It's predicted to be another summer scorcher today, but at 6 am the 49° cool feels good on my skin. To pedal a bicycle on a narrow dirt trail, as the morning dew on the high grasses brushes my calves and gurgling creeks flow under the shadowy, crystal yet moist morning air is, in a sense, perfection. Ever since making the transition back to the 12-year old orange single speed, I've been feeling more at one with the whole biking process. It's just…you go where you look, hills feel a little shorter, the narrow feels more manageable. But that's not really the point. To be out in it, the green yes, but more interesting to me is the red, blue and yellow of the myriad of Rocky Mountain wildflowers dotting the meadows that fill in the spaces between the pine and aspen groves. And then there is the lake. A mountain lake in the early day, before anybody is up, as the duck family lazily wanders it's shore line, and the hanging anticipation of some sound that is truly wild, be it a lake bird or a moose or a coyote, is one of the finest places in the world.
This was my scene on this morning. It gets the brain flowing, but it also makes one contemplate the future. You start to think…how simply could I really live? Is it still possible in this once wild country to find a plot of land, with a good mountain nearby and possibly a lake, and live off the land? Could we grow a garden, learn the proper crops for the locale, and feed ourselves? I'm a decent fisherman, and on NOLS courses was one of the more successful at providing natural food to our group. There are abundant wildflowers to make salads with, to maintain a balanced diet. Is it still possible to find a spruce grove, to fell the trees and peel them, let them cure over the winter, and then build a cabin…not a vaction home…but a home. Nothing huge, maybe 10' x 15'. Find big stones, collect them and build a fireplace to keep us warm on those frozen winter nights and days. But how to survive the winter? Maybe learn to hunt, and, in the most ethical way possible feed ourselves…with a deer or an elk. Not for the sport of it, but for the life providing energy its meat would provide.
I don't need much. Or I should say, we don't need much. We don't need a ski resort, because we prefer to hike up and ski down. We dislike cities, but we like to create art…be it writing or drawing or painting or what not.

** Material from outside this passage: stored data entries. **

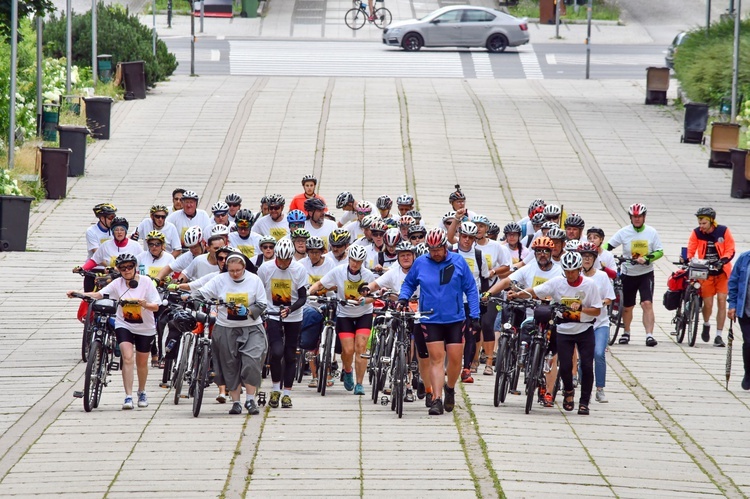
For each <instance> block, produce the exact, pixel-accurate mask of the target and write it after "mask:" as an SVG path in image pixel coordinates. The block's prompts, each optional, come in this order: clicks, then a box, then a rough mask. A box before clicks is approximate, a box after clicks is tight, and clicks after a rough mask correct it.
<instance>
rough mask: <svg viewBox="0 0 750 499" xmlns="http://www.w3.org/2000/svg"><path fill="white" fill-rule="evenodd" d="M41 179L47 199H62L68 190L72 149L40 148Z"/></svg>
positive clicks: (54, 147) (40, 147)
mask: <svg viewBox="0 0 750 499" xmlns="http://www.w3.org/2000/svg"><path fill="white" fill-rule="evenodd" d="M39 155H40V158H41V159H40V161H41V163H42V164H41V172H42V173H41V178H42V184H44V189H45V191H47V199H62V198H64V197H65V194H66V192H67V188H68V161H69V160H70V149H62V148H56V147H40V148H39Z"/></svg>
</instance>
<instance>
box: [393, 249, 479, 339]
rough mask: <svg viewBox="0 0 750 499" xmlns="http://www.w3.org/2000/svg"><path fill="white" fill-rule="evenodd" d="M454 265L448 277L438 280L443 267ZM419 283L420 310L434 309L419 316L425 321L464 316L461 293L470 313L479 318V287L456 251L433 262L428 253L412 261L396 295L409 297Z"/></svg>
mask: <svg viewBox="0 0 750 499" xmlns="http://www.w3.org/2000/svg"><path fill="white" fill-rule="evenodd" d="M449 265H453V267H454V270H453V276H452V277H451V279H450V281H448V282H446V283H444V284H440V276H441V275H443V272H444V269H445V268H446V267H448V266H449ZM417 286H419V310H432V311H433V313H432V314H431V315H429V316H427V317H424V318H422V319H421V322H423V323H425V324H450V323H453V322H460V321H463V320H465V319H466V314H465V313H464V294H466V299H467V301H468V303H469V316H470V317H471V318H472V319H478V318H479V291H478V290H477V283H476V281H474V276H473V275H472V273H471V269H470V268H469V265H468V264H467V263H466V260H464V259H463V257H462V256H460V255H459V254H458V253H451V252H450V251H449V252H447V255H446V257H445V260H443V261H442V262H440V263H437V262H435V260H433V259H432V258H430V257H429V255H423V256H420V257H419V258H417V259H416V260H415V261H414V265H412V267H411V269H409V273H408V274H406V279H404V283H403V284H402V285H401V293H400V294H399V299H402V300H408V299H409V298H411V296H412V295H413V294H414V291H415V290H416V289H417Z"/></svg>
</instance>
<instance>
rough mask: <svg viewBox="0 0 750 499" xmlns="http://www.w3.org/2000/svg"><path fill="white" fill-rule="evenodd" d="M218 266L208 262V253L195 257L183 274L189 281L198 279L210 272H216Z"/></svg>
mask: <svg viewBox="0 0 750 499" xmlns="http://www.w3.org/2000/svg"><path fill="white" fill-rule="evenodd" d="M219 270H221V269H219V266H218V265H214V264H212V263H211V262H209V261H208V253H204V254H202V255H198V256H196V257H195V258H194V259H193V261H192V262H190V265H188V267H187V268H186V269H185V271H184V272H183V274H184V275H185V276H186V277H187V278H188V279H190V280H193V279H199V278H201V277H203V276H204V275H206V274H210V273H211V272H218V271H219Z"/></svg>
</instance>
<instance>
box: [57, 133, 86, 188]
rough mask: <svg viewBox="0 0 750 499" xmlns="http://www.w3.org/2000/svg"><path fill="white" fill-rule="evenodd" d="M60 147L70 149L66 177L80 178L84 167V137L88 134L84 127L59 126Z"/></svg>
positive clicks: (62, 148) (85, 164)
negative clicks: (68, 159) (66, 176)
mask: <svg viewBox="0 0 750 499" xmlns="http://www.w3.org/2000/svg"><path fill="white" fill-rule="evenodd" d="M57 131H58V132H60V147H61V148H62V149H70V160H69V161H68V177H80V176H81V175H83V174H84V168H85V166H86V136H87V135H88V134H89V133H90V132H89V129H88V128H86V127H85V126H76V125H60V126H58V127H57Z"/></svg>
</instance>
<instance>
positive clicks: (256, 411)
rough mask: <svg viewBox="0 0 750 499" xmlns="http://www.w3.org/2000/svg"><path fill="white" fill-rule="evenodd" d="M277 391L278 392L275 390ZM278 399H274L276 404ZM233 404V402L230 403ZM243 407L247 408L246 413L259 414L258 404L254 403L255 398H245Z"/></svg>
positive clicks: (236, 403) (233, 404) (254, 400)
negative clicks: (231, 402)
mask: <svg viewBox="0 0 750 499" xmlns="http://www.w3.org/2000/svg"><path fill="white" fill-rule="evenodd" d="M276 393H278V392H276ZM235 403H236V404H239V402H235ZM278 403H279V402H278V400H277V401H276V404H278ZM232 405H234V404H232ZM245 409H247V413H248V414H259V413H260V410H259V409H258V404H256V403H255V399H247V400H246V401H245Z"/></svg>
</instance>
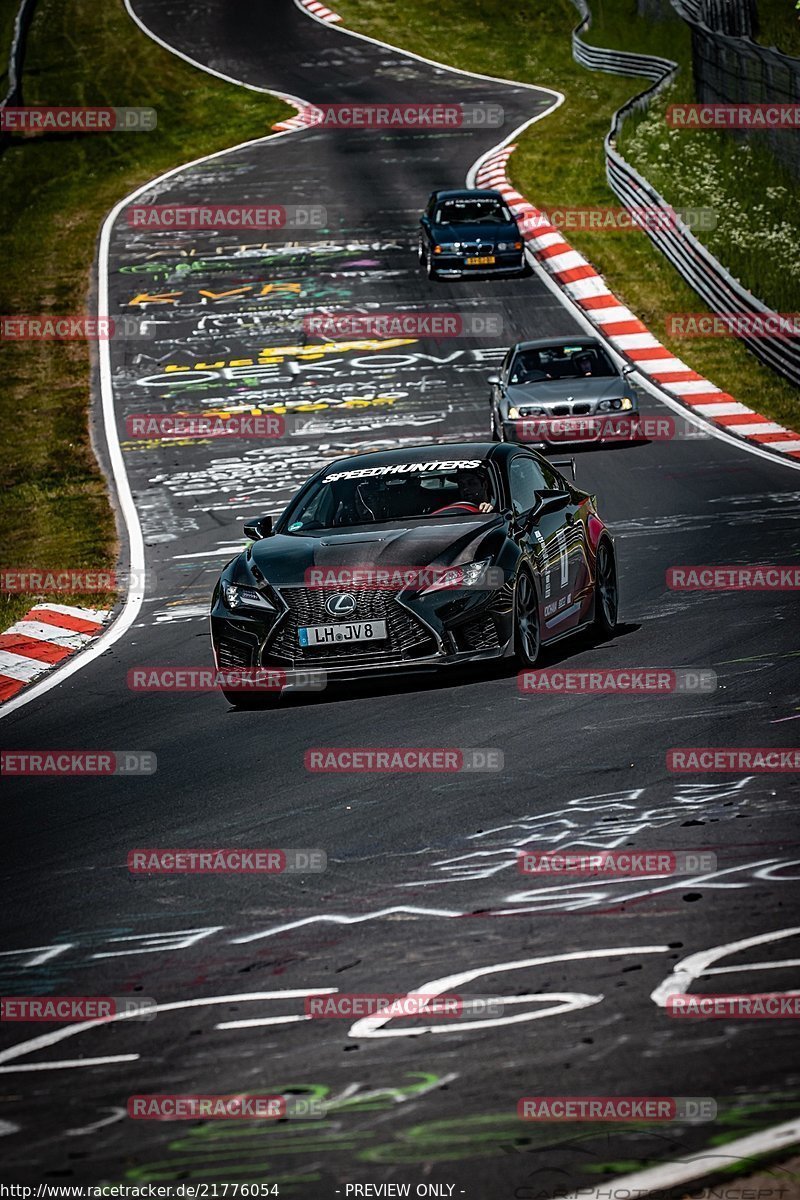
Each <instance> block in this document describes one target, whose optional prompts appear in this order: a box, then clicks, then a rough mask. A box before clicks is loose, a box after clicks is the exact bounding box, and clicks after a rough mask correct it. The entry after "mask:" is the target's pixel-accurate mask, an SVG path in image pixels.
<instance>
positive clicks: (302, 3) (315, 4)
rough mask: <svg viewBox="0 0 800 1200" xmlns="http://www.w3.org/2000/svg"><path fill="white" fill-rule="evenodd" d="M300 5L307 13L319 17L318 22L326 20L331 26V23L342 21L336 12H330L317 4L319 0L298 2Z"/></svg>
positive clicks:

People tell me I write well enough, that I take good photos. And I know Elaine writes well enough, and she is an exceptionally talented artist. Perhaps there is a little source of income there. We need each other. That is essential. And eventually, a family, to teach the wonders of the natural world to. And of course, we need to be able to survive – shelter, food, basic clothes.
I love my life now. But then, you think to yourself, over the course of a 24 hour period, what are the times we are absolutely most happy? I think, by and large, it is, together, in the mountains, in beautiful spots. It's not spending money, not fancy meals, not fancy hotels. It's much simpler actually. More research is needed though. They don't teach this kind of thing in schools. To turn a dream into a reality requires, in this case, work and knowledge. Both of which are possible, as are all dreams.